Retail leasing managers worry that anchor back-fills like medical clinics and restaurants won’t bring shoppers to the mall like department stores did, but panelist Joseph Coradino, chairman and CEO of PREIT, begged to differ.
“I’m not sure I agree that restaurants don’t bring in shoppers. It’s early in the game,” he said, though he added that current co-tenancy clauses were "archaic.”
Coradino was sure of one thing: The move of malls toward more dining and entertainment options is an abiding reality. “Not too long ago all our centers were 50% apparel. Now it’s closer to 30 to 40%,” he said.
Lebovitz suggested that a different metric be created for the traffic-building contribution of non-department store anchors. “It’s hard to say that the Whole Foods shopper is not shopping the mall. What we see is the creation of customer shopping patterns of [grocery shoppers] coming to the mall and cross-shopping on other days,” he said.
Mall owners do have a responsibility to pick the restaurants that will deliver the most shoppers, Lebovitz said, noting that local, chef-driven restaurant concepts draw more rave reviews than customers.
“National chains like Olive Garden know what they’re doing in our environment and will do seven to eight million dollars in sales, whereas the local restaurant will only do two million,” he said.
Refinanced Boulder center opens with 90% occupancy
NewMark Merrill Mountain States this week issued a double-barreled press release: It closed on a $62 million refinancing of the Village at the Peaks and opened the Boulder-area center at close to 90% capacity.
The $100 million, 442,000-sq.-ft. had been under development for five years in a public/private partnership between NewMark Merrill and the city of Longmont. New financing was provided by Allianz Real Estate of America.

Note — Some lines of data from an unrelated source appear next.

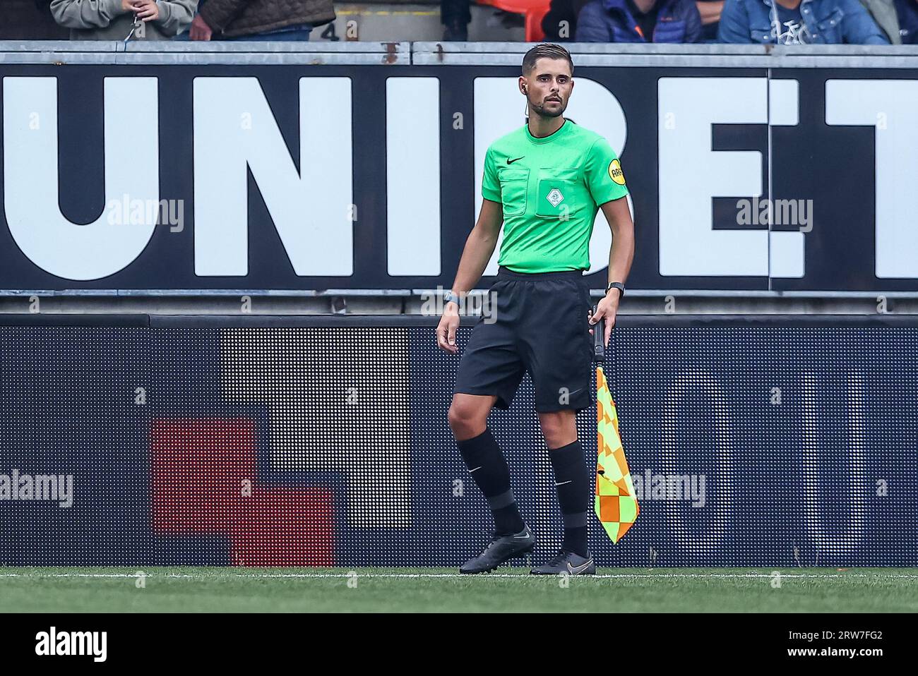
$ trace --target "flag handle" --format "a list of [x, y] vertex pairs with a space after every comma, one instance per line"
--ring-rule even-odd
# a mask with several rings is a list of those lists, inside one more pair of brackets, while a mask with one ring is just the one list
[[[596, 305], [593, 305], [593, 314], [596, 314]], [[606, 335], [606, 320], [599, 319], [593, 325], [593, 360], [606, 360], [606, 346], [603, 338]]]

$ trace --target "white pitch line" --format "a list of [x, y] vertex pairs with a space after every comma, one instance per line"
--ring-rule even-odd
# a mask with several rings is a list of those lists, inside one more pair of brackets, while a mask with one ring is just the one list
[[[779, 573], [781, 578], [792, 578], [792, 579], [813, 579], [813, 580], [824, 580], [826, 578], [871, 578], [874, 580], [883, 579], [883, 580], [918, 580], [918, 575], [871, 575], [868, 573], [850, 573], [850, 574], [829, 574], [829, 575], [812, 575], [806, 573]], [[389, 579], [419, 579], [419, 578], [452, 578], [452, 579], [471, 579], [471, 578], [521, 578], [525, 580], [533, 579], [532, 576], [516, 573], [487, 573], [481, 575], [463, 575], [461, 573], [388, 573], [388, 572], [354, 572], [353, 575], [351, 573], [324, 573], [324, 572], [307, 572], [307, 573], [229, 573], [229, 574], [218, 574], [209, 575], [207, 573], [155, 573], [155, 572], [146, 572], [145, 577], [157, 578], [157, 577], [166, 577], [166, 578], [179, 578], [179, 579], [189, 579], [189, 580], [200, 580], [207, 581], [210, 579], [219, 579], [227, 577], [235, 577], [240, 579], [273, 579], [273, 578], [389, 578]], [[18, 577], [37, 577], [37, 578], [137, 578], [136, 574], [129, 573], [83, 573], [83, 572], [55, 572], [55, 573], [0, 573], [0, 578], [18, 578]], [[744, 578], [744, 579], [763, 579], [763, 578], [772, 578], [773, 575], [770, 573], [661, 573], [659, 575], [655, 574], [636, 574], [636, 573], [615, 573], [610, 575], [577, 575], [571, 577], [577, 577], [581, 579], [594, 579], [594, 580], [661, 580], [666, 578], [688, 578], [688, 579], [718, 579], [718, 578]]]

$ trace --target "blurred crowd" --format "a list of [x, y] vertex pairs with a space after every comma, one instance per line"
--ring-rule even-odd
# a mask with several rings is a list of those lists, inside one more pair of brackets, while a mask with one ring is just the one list
[[[443, 39], [467, 39], [470, 0], [440, 3]], [[0, 12], [0, 39], [308, 40], [335, 19], [332, 0], [5, 0]], [[551, 0], [542, 27], [554, 42], [915, 44], [918, 0]]]

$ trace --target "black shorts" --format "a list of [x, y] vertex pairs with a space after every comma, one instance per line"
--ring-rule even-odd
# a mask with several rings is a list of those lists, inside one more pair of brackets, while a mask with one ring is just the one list
[[593, 404], [589, 286], [579, 270], [513, 272], [499, 268], [459, 362], [454, 393], [494, 394], [509, 408], [528, 371], [540, 413]]

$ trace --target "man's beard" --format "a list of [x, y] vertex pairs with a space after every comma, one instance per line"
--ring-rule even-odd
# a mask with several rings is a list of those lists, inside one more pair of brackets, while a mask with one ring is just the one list
[[562, 115], [564, 115], [565, 110], [567, 108], [567, 106], [565, 105], [564, 101], [561, 102], [561, 107], [558, 108], [557, 111], [545, 110], [544, 104], [536, 105], [532, 101], [529, 104], [529, 107], [532, 110], [533, 113], [542, 117], [560, 117]]

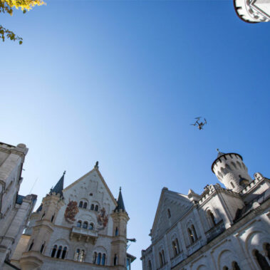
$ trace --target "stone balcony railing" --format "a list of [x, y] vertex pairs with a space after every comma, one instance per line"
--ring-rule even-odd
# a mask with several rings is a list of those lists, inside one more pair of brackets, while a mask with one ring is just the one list
[[91, 241], [95, 244], [98, 237], [98, 231], [73, 227], [69, 237], [71, 239], [76, 237], [78, 241], [85, 240], [86, 242]]
[[203, 246], [202, 237], [199, 237], [197, 241], [187, 246], [187, 255], [189, 256], [192, 253], [197, 251]]
[[184, 254], [183, 251], [176, 255], [174, 258], [171, 259], [171, 267], [175, 267], [180, 262], [183, 261], [187, 256]]
[[222, 234], [225, 230], [225, 225], [223, 220], [221, 220], [214, 227], [208, 230], [205, 235], [207, 239], [207, 243], [216, 238], [218, 235]]
[[165, 264], [163, 264], [161, 267], [157, 268], [157, 270], [167, 270], [168, 269], [168, 263], [166, 262]]

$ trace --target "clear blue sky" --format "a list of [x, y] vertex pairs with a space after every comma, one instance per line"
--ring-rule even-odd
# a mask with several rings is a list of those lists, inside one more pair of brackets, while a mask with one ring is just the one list
[[38, 178], [38, 206], [98, 160], [115, 197], [123, 187], [133, 269], [161, 189], [217, 182], [216, 148], [270, 176], [270, 23], [202, 0], [55, 0], [1, 18], [24, 38], [0, 44], [0, 140], [29, 148], [20, 193]]

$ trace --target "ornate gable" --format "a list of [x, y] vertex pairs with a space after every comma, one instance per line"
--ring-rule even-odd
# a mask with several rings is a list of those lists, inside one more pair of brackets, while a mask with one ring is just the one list
[[192, 206], [187, 195], [168, 190], [164, 187], [161, 192], [154, 223], [151, 229], [152, 239], [164, 235], [176, 221]]

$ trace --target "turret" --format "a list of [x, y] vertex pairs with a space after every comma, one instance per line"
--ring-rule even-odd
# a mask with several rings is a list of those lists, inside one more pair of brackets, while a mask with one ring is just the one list
[[118, 270], [126, 269], [127, 224], [130, 218], [125, 211], [121, 187], [118, 205], [111, 217], [113, 220], [113, 240], [112, 241], [111, 265], [118, 266]]
[[[63, 180], [66, 172], [50, 192], [43, 199], [41, 205], [35, 215], [35, 221], [31, 229], [31, 237], [26, 251], [20, 260], [22, 270], [34, 269], [42, 264], [40, 254], [43, 254], [46, 244], [53, 232], [56, 215], [60, 208], [64, 205], [63, 192]], [[32, 214], [33, 215], [33, 214]]]
[[212, 172], [228, 189], [239, 192], [252, 181], [242, 157], [236, 153], [225, 154], [218, 149], [217, 151], [217, 157], [212, 165]]

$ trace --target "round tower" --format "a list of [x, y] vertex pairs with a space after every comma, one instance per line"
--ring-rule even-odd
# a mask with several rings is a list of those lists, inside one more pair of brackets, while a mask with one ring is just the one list
[[252, 179], [242, 157], [237, 153], [223, 153], [217, 149], [217, 159], [212, 165], [212, 171], [226, 188], [239, 192]]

Tenants includes national brands like Whole Foods, Regal Cinemas, Gold’s Gym, Party City along with a complete roster of dining and necessity-based retailers like T-Mobile, Parry’s Pizzeria, Longmont Modern Dentistry, Jersey Mike’s Subs, and Brain Balance Achievement Centers.
”We are extremely proud of Village of the Peaks as a community center which we believe will provide extraordinary shopping, food, services and serve as a gathering place for a long time to come," said NewMark Merrill CEO Sandy Sigal.

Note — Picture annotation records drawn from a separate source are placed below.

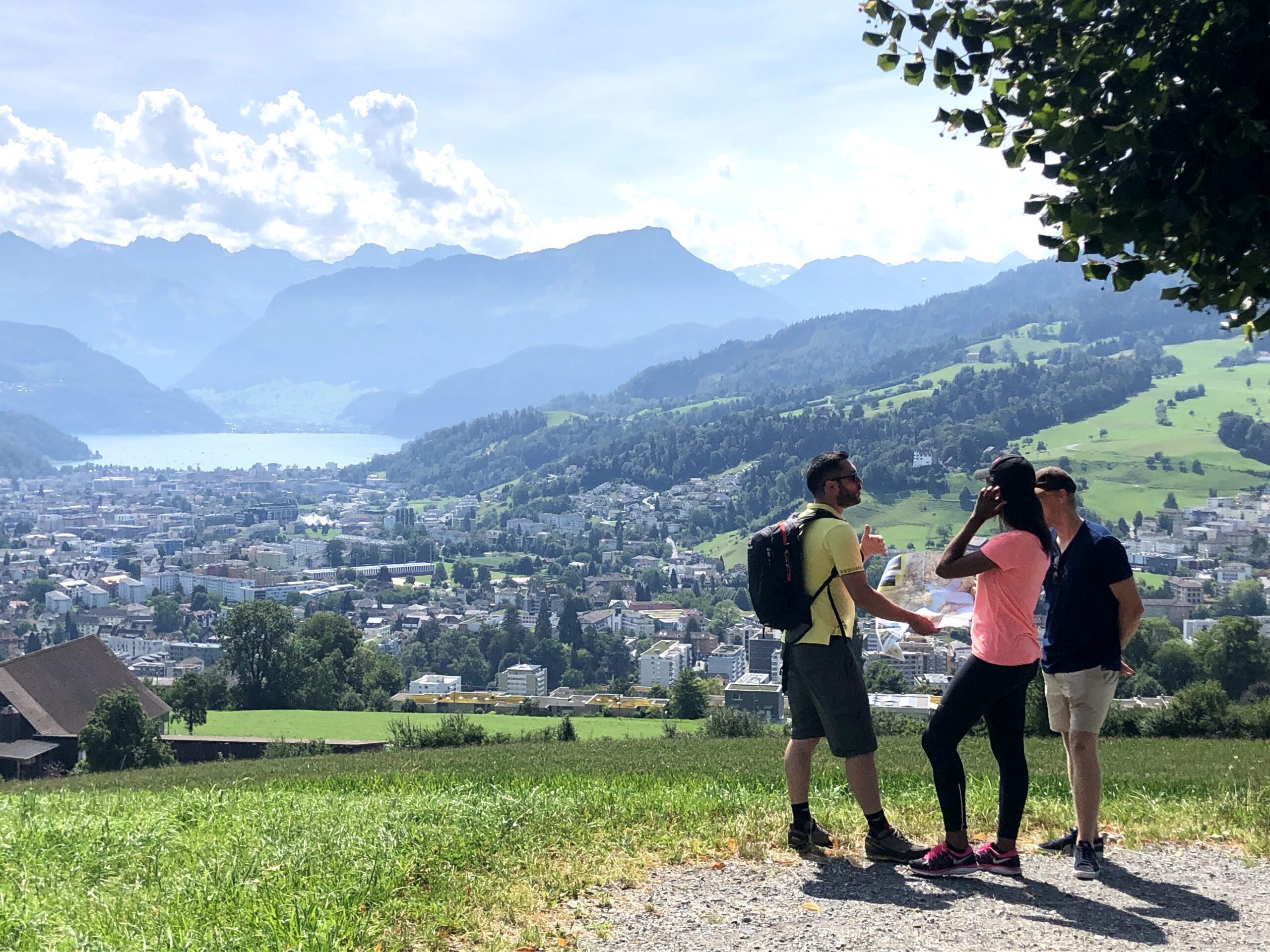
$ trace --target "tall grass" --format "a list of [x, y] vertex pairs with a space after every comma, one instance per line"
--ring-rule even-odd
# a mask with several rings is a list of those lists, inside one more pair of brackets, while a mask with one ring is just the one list
[[[500, 744], [178, 765], [0, 787], [0, 948], [382, 949], [555, 944], [568, 899], [652, 859], [780, 849], [782, 740]], [[991, 829], [986, 744], [964, 745], [972, 831]], [[1029, 741], [1022, 838], [1066, 828], [1060, 746]], [[879, 754], [888, 814], [939, 819], [916, 739]], [[1105, 745], [1104, 821], [1270, 853], [1270, 745]], [[841, 763], [818, 817], [857, 845]]]

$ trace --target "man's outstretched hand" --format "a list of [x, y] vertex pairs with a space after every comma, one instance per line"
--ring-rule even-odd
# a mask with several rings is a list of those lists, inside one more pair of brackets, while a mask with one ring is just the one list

Art Van rounds out Illinois Power Center
Art Van Furniture will take over a 34,000-sq.-ft. space vacated by H.H. Gregg at Gurnee Town Center in Illinois, according to owner Retail Properties of America, Inc. The electronics chain filed for Chapter 11 bankruptcy protection earlier this year.
Art Van will bring the center to 98% occupied, according to RPAI, joining DSW, Old Navy, Starbucks, Ross Dress for Less, Five Below, and Bath & Body Works at the center west of Waukegan.

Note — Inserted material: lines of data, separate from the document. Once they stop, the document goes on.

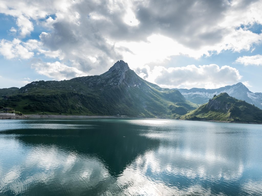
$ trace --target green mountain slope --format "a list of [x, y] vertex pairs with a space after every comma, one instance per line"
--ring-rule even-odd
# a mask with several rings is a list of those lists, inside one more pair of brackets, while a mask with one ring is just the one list
[[11, 87], [8, 88], [0, 89], [0, 96], [3, 97], [18, 92], [19, 89], [16, 87]]
[[224, 93], [181, 118], [261, 123], [262, 110]]
[[100, 76], [33, 82], [6, 98], [0, 106], [25, 113], [178, 117], [197, 106], [178, 91], [143, 80], [123, 61]]

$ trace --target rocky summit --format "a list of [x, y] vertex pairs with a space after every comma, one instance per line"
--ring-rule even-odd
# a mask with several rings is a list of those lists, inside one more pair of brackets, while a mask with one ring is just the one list
[[230, 96], [238, 99], [245, 101], [262, 109], [262, 93], [251, 92], [241, 82], [231, 86], [226, 86], [215, 89], [197, 88], [193, 88], [189, 90], [175, 89], [179, 91], [187, 100], [198, 104], [206, 103], [214, 95], [226, 93]]
[[0, 106], [26, 114], [177, 117], [198, 106], [178, 90], [143, 79], [122, 60], [100, 76], [34, 82], [20, 89], [0, 89]]
[[182, 118], [260, 123], [262, 123], [262, 110], [223, 93], [214, 96], [208, 103]]

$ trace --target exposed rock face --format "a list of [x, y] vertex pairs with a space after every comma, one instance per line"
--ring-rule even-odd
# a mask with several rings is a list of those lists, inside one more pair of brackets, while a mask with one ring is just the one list
[[232, 86], [227, 86], [215, 89], [205, 89], [193, 88], [189, 90], [177, 89], [188, 100], [199, 104], [207, 102], [215, 94], [226, 93], [230, 96], [241, 100], [244, 100], [250, 104], [262, 109], [262, 93], [254, 93], [242, 83], [239, 82]]
[[[143, 79], [122, 60], [99, 76], [33, 82], [10, 100], [13, 105], [22, 107], [22, 112], [176, 117], [197, 106], [178, 90]], [[7, 101], [3, 102], [7, 105]]]

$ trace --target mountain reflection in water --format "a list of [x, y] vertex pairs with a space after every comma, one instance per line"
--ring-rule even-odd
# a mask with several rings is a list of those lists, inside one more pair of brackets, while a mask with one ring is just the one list
[[261, 195], [261, 125], [0, 121], [0, 194]]

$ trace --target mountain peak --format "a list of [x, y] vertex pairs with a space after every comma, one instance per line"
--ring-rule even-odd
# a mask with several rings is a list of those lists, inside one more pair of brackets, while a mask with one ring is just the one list
[[241, 82], [239, 82], [238, 83], [236, 84], [236, 85], [237, 86], [244, 86], [245, 87], [243, 83]]
[[109, 69], [109, 71], [112, 71], [115, 70], [119, 70], [125, 72], [129, 69], [128, 65], [124, 61], [120, 60], [116, 62], [112, 67]]

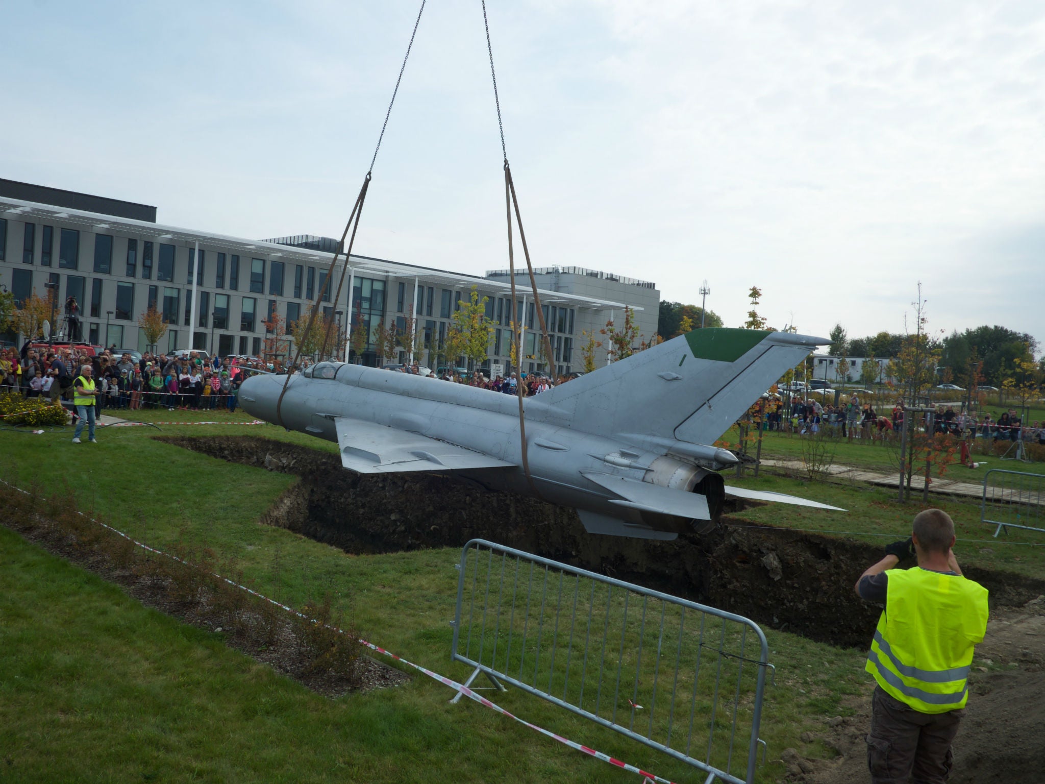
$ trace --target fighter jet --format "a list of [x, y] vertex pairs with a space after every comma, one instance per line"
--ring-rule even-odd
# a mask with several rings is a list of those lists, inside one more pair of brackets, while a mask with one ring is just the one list
[[321, 362], [258, 375], [242, 408], [335, 441], [358, 474], [459, 475], [489, 489], [577, 509], [589, 533], [674, 539], [713, 527], [726, 497], [837, 509], [725, 485], [738, 462], [715, 445], [759, 396], [830, 341], [695, 329], [518, 401], [512, 395], [361, 365]]

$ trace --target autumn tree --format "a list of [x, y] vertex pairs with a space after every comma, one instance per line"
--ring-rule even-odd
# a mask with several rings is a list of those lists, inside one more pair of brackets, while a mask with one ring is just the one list
[[751, 300], [751, 309], [747, 312], [747, 321], [744, 322], [744, 329], [765, 329], [769, 322], [759, 316], [759, 300], [762, 299], [762, 290], [757, 285], [752, 285], [747, 297]]
[[30, 294], [22, 300], [22, 306], [16, 308], [9, 317], [10, 326], [21, 332], [25, 340], [34, 340], [42, 333], [44, 322], [53, 310], [53, 289], [48, 291], [46, 298]]
[[152, 346], [155, 351], [160, 338], [167, 331], [167, 322], [163, 320], [163, 314], [156, 309], [156, 305], [149, 305], [148, 309], [138, 317], [138, 327], [145, 336], [145, 345]]
[[841, 324], [835, 324], [831, 328], [831, 347], [828, 349], [828, 353], [832, 356], [844, 356], [847, 348], [847, 341], [845, 340], [845, 328]]
[[638, 338], [634, 312], [625, 305], [624, 324], [618, 328], [613, 320], [610, 319], [606, 322], [606, 326], [599, 330], [599, 333], [606, 337], [608, 342], [606, 350], [613, 358], [613, 362], [628, 359], [634, 353], [635, 340]]
[[595, 371], [595, 350], [602, 348], [602, 341], [595, 339], [594, 330], [588, 332], [582, 329], [581, 336], [584, 338], [584, 342], [581, 343], [581, 364], [585, 373], [591, 373]]
[[280, 356], [286, 356], [291, 340], [286, 337], [286, 319], [279, 315], [275, 302], [272, 303], [269, 319], [261, 323], [264, 325], [265, 333], [261, 359], [278, 364]]
[[[449, 329], [446, 330], [447, 346], [457, 350], [460, 347], [461, 353], [466, 360], [482, 365], [487, 358], [490, 348], [490, 341], [493, 340], [493, 327], [490, 320], [486, 318], [486, 302], [489, 298], [479, 298], [479, 290], [471, 287], [468, 300], [461, 302], [450, 320]], [[447, 348], [447, 354], [449, 354]]]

One of the Midwest’s largest furniture retailers, Art Van operates more than 100 furniture showrooms and PureSleep stores in Michigan, Illinois, Ohio, Iowa, and Indiana.
Stacy Short, VP of leasing in RPAI’s western division, credited her company’s proactive leasing approach for being able to quickly fill the hole left by Hhgregg.
“We are thrilled to add the home furnishings category to this already great retail mix," Short said.